The study, recently published in the journal Cancer, called old methods of measuring cervical cancer mortality into question. To assess risk of death, most studies use data from the CDC’s National Center for Health Statistics, comparing the numbers of those who have died from cervical cancer to the population at risk. But previously, researchers have included women who had hysterectomies—a procedure in which the uterus (and commonly the cervix) is removed—in those figures. As a result, women with no cervix have been included in mortality calculations, significantly skewing the numbers.
When women with hysterectomies are eliminated from the data, the cervical cancer mortality rate nearly doubled for black women, skyrocketing from 5.7 per 100,000 to 10.1. It also rose for white women, but less dramatically, from 3.2 to 4.7 per 100,000. “Without the correction,” write researchers, “the disparity in mortality between races was underestimated by 44 percent.” And for some groups of women—particularly older black women—the increase in cancer rates was as high as 125 percent.
Though it is well known that racial and ethnic disparities exist when it comes to both health and healthcare, the latest report suggest these gaps were much larger than previously believed. A 2013 report by the Department of Health and Human Services found that African-Americans “had poorer quality of care and worse access to care than Whites” for scores of measures, and black people were categorized as a high-priority population for improved access and quality of care. As Hoffman notes, the study does not identify why black women have a higher risk of cervical cancer. However, writes Hoffman, “some doctors said it could reflect unequal access to screening, ability to pursue early-warning test results, and insurance coverage.”
The adjusted numbers not only show cervical cancer is more deadly, but they also change the global context for risks of cervical cancer. Based on the new numbers, mortality rates for American women with cervical cancer who are black are on par with less developed nations in Africa, Asia, Latin America, the Caribbean and even sub-Saharan Africa.
What’s the best way to correct this disparity and prevent women from dying from cervical cancer? Early detection through routine screening like Pap smears is key; when cervical cancer is diagnosed early, it is more likely to be treated effectively. The CDC estimates that 93 percent of cervical cancers can be prevented through both Pap smears and use of the HPV vaccine.

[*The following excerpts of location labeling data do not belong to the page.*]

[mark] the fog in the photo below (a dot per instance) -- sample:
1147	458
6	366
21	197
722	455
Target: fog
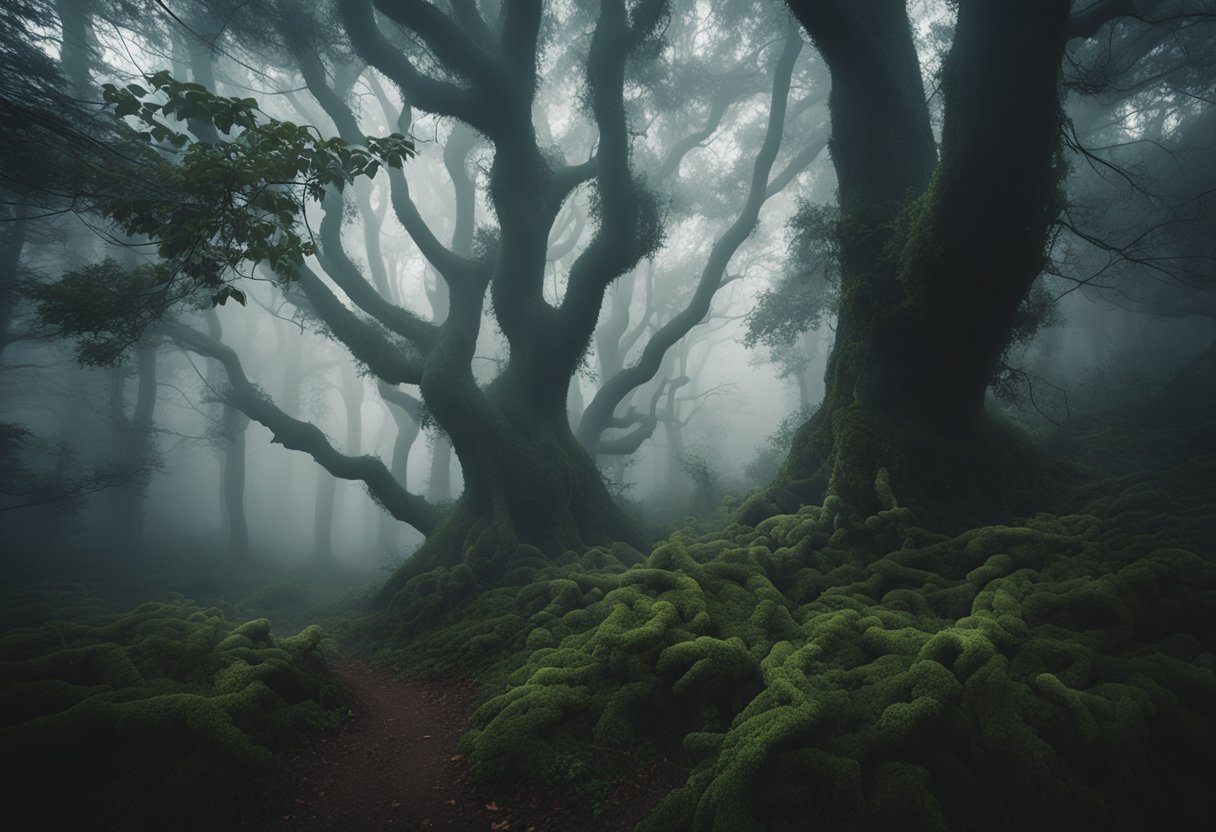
420	305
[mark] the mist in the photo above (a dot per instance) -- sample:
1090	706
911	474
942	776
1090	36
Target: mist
799	411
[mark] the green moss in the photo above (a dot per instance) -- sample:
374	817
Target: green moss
863	673
167	717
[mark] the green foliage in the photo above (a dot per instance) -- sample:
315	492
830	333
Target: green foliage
207	208
167	717
829	670
238	200
808	286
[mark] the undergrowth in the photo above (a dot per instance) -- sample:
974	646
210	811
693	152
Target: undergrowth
165	717
820	670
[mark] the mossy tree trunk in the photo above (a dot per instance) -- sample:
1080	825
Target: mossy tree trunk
529	488
936	252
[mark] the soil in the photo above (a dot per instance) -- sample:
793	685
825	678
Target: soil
395	765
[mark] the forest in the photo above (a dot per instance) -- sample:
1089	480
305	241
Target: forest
602	415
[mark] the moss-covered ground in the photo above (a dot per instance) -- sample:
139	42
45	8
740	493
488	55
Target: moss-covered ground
817	669
167	717
825	670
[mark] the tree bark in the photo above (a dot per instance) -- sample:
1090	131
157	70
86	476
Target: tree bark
936	254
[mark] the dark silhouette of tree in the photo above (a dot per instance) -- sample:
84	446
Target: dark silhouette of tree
938	249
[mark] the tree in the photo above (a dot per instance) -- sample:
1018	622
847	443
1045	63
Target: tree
938	251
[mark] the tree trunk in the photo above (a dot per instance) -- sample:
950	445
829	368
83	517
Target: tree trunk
232	476
322	518
133	445
935	254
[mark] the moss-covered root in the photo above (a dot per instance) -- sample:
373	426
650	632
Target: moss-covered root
167	717
834	673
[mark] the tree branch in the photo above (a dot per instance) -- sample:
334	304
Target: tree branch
296	434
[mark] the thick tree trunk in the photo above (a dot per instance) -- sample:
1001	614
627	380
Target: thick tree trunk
935	256
532	493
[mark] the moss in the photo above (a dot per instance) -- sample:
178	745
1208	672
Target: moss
866	673
164	717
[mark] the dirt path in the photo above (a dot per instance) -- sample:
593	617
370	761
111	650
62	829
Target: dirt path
395	765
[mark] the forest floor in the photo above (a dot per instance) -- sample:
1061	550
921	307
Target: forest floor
394	764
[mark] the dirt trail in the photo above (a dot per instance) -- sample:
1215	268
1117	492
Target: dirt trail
393	765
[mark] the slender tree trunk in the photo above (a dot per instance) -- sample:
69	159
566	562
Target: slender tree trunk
12	242
322	518
133	444
232	477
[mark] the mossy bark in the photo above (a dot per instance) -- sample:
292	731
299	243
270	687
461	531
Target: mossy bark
936	256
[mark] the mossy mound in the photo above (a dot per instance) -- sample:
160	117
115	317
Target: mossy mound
825	670
165	717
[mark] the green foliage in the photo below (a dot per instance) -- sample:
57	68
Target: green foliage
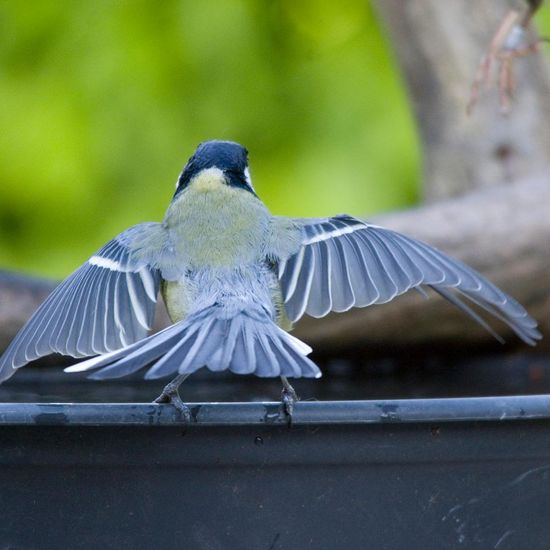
102	102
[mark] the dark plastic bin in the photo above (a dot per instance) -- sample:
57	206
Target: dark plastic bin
392	474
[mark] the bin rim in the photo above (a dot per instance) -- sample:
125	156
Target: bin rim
394	411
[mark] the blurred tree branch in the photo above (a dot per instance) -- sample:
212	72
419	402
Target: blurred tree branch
486	182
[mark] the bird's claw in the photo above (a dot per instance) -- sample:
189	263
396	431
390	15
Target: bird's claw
289	397
172	397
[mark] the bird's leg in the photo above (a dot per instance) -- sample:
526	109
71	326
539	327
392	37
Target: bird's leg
288	397
171	395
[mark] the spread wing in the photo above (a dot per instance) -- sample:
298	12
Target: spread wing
106	304
344	263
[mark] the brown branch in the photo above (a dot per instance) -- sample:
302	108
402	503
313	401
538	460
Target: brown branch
505	233
438	45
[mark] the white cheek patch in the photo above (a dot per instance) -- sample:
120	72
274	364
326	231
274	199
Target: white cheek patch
248	179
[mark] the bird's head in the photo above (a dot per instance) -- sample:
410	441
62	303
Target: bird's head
216	163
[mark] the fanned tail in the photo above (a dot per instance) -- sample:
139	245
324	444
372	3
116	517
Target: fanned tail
244	341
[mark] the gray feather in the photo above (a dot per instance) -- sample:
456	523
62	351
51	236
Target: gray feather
344	262
242	341
106	304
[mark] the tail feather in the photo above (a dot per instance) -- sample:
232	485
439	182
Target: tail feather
244	343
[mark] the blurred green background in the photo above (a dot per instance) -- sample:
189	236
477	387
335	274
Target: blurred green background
102	102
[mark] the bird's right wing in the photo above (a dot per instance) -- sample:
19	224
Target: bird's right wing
105	305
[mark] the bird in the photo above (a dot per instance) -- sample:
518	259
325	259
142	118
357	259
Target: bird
235	279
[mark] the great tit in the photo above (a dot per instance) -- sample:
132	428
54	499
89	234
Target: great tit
234	279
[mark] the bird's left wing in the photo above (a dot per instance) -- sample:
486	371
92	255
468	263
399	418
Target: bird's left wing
344	262
106	304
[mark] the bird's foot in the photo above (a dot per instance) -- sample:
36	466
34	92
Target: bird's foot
172	396
289	397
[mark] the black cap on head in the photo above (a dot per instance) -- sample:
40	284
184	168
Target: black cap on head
228	156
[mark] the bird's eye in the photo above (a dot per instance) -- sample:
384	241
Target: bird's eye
247	178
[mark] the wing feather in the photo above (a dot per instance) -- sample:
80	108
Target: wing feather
106	304
344	262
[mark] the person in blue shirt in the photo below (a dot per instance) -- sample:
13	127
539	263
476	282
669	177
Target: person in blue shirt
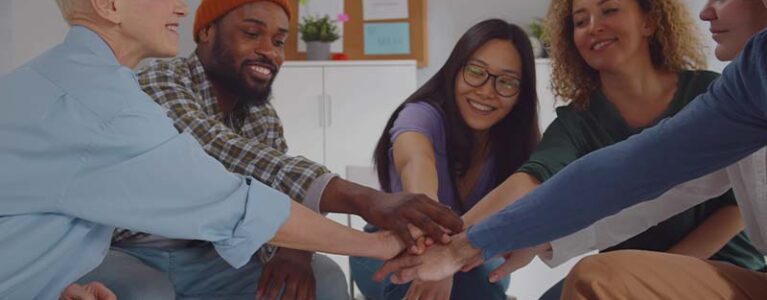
726	125
85	150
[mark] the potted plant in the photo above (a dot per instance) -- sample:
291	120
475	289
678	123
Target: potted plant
318	33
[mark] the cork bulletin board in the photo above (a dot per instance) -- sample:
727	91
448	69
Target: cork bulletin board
354	33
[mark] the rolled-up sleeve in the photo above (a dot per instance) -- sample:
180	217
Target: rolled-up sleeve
724	125
150	178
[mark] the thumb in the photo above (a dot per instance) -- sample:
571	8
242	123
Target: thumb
100	291
76	292
510	265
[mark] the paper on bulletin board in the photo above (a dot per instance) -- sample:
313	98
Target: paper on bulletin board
384	9
332	8
387	38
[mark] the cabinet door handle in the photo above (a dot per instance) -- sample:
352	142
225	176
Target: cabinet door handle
321	109
329	110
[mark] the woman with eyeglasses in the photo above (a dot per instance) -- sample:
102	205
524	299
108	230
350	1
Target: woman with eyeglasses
455	139
624	65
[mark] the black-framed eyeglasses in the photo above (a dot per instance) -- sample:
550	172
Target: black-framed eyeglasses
504	85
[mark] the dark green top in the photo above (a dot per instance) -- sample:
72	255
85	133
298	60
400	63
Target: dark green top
576	133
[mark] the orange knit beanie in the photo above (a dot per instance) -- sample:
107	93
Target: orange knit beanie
211	10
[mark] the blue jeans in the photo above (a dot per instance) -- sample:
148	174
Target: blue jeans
466	285
197	272
554	292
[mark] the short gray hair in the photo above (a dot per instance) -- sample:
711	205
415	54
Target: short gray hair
67	8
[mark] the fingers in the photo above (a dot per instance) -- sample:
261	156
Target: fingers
471	265
394	265
506	268
404	276
444	216
76	292
403	234
413	293
429	226
263	282
100	291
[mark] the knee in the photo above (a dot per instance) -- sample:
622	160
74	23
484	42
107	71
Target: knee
597	276
330	280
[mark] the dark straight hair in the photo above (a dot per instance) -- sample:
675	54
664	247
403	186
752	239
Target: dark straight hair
511	140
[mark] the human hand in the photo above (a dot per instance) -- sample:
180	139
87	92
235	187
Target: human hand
291	269
430	290
89	291
439	262
395	212
516	259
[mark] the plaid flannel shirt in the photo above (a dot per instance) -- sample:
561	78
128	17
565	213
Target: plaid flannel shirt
255	148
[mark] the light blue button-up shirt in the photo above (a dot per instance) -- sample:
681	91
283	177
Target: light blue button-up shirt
716	129
83	149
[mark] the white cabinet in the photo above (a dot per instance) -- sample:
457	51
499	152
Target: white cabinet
334	112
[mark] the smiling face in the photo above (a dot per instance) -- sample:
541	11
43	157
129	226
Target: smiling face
610	33
246	49
479	103
152	24
732	23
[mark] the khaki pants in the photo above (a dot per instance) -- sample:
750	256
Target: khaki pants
632	274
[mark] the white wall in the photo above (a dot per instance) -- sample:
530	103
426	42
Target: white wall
6	37
449	19
27	28
35	27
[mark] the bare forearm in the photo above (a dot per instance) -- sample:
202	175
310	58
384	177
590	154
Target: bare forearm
712	234
342	196
305	230
516	186
420	177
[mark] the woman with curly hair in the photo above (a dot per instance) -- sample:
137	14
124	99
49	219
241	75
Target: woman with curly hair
623	65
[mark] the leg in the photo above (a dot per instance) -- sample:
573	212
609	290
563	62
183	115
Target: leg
475	285
330	279
129	278
555	292
633	274
200	273
362	269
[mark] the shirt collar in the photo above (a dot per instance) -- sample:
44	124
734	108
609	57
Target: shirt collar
81	36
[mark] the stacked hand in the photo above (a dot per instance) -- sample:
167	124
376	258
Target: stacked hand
439	262
442	261
402	213
89	291
291	269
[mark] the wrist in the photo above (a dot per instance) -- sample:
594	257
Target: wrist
342	196
385	245
297	255
463	250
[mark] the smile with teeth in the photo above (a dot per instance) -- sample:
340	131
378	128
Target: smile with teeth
481	107
261	70
601	45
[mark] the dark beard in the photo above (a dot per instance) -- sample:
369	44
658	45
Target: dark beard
230	77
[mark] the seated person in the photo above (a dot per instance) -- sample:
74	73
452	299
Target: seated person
456	138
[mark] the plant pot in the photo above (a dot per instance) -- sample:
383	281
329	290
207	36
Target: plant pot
317	50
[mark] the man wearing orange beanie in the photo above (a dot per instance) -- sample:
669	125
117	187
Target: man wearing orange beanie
221	95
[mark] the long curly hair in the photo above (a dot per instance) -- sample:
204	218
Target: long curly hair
675	46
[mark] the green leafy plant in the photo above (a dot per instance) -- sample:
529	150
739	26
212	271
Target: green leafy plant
314	28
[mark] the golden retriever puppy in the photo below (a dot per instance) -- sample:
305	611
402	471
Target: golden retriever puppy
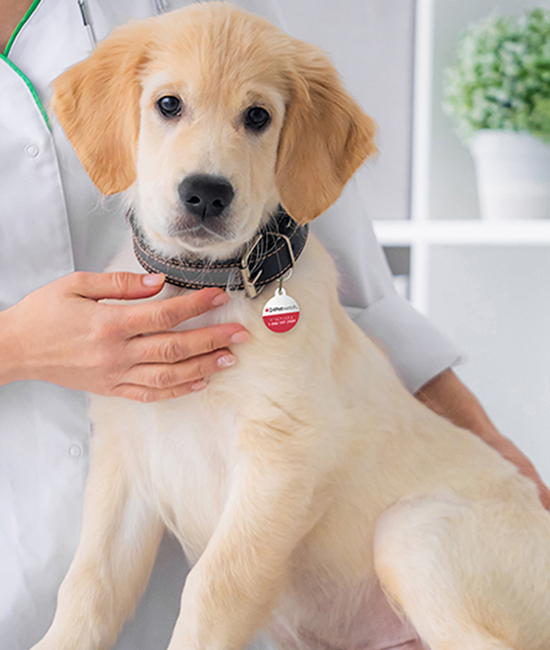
305	481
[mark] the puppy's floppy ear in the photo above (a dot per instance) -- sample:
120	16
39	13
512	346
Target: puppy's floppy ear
97	104
325	138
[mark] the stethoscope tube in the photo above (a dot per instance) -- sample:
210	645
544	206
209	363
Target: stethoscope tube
160	7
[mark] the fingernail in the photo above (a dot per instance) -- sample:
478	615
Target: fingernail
226	361
153	279
240	337
220	299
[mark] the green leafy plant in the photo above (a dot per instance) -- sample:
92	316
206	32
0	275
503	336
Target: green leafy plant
502	76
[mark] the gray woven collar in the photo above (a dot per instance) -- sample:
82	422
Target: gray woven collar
268	256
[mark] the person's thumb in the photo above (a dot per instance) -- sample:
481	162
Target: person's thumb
117	286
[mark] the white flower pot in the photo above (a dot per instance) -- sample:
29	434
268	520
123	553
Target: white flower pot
513	175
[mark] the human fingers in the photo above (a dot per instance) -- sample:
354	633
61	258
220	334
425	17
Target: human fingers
164	315
147	394
117	286
172	347
164	376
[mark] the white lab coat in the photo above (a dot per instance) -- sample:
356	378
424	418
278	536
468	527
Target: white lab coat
52	222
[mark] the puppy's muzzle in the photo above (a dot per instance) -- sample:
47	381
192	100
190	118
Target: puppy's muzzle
206	197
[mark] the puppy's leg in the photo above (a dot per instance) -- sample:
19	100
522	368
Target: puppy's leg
119	540
231	591
468	575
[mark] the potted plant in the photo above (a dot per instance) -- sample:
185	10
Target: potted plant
498	95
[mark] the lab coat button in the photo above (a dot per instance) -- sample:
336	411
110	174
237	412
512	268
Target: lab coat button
32	150
75	451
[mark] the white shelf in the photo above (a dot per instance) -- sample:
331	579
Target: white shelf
474	232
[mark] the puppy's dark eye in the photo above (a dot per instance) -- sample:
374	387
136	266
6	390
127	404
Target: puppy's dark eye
169	106
256	118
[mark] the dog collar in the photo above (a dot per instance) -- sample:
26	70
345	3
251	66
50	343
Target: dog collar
268	255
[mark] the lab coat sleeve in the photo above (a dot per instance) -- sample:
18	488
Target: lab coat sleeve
417	349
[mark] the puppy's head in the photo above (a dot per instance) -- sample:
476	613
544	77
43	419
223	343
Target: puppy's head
209	117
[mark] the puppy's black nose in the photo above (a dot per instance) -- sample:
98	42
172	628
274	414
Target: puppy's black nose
205	196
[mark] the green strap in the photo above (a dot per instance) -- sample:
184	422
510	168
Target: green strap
20	26
12	65
31	88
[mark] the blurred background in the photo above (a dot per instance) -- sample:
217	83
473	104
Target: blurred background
483	281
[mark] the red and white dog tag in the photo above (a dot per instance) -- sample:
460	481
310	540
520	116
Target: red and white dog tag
281	313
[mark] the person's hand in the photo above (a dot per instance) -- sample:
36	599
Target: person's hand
447	395
62	334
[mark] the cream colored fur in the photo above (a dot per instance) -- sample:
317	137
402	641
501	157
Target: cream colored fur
305	478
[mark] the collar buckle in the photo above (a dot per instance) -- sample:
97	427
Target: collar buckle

Researchers suggest that as long as women retain their cervixes, they should continue to be screened—a recommendation that goes against current guidelines, which state that women over 65 who have had two or three negative Pap smears in the last decade could stop being screened. But this latest study found that women 85 years and older have the highest risks, which may prove influential for future guidelines.
Access, too, is an issue for women of all races. A recent research brief from the CDC states that money and insurance aren’t the only things that prevent women from getting screened: Everything from age to health literacy to “fatalistic health beliefs” can play a role. At the same time, women who don’t get cervical cancer screenings—for whatever reason—report even more health problems, including heart disease and diabetes.
Perhaps the realization that some American women are significantly more likely to die of cervical cancer will spur new guidelines and increased access. At least, that’s the researchers' hope. “This is a preventable disease,” says study leader Anne F. Rositch in a press release. “Women should not be getting it, let alone dying from it.”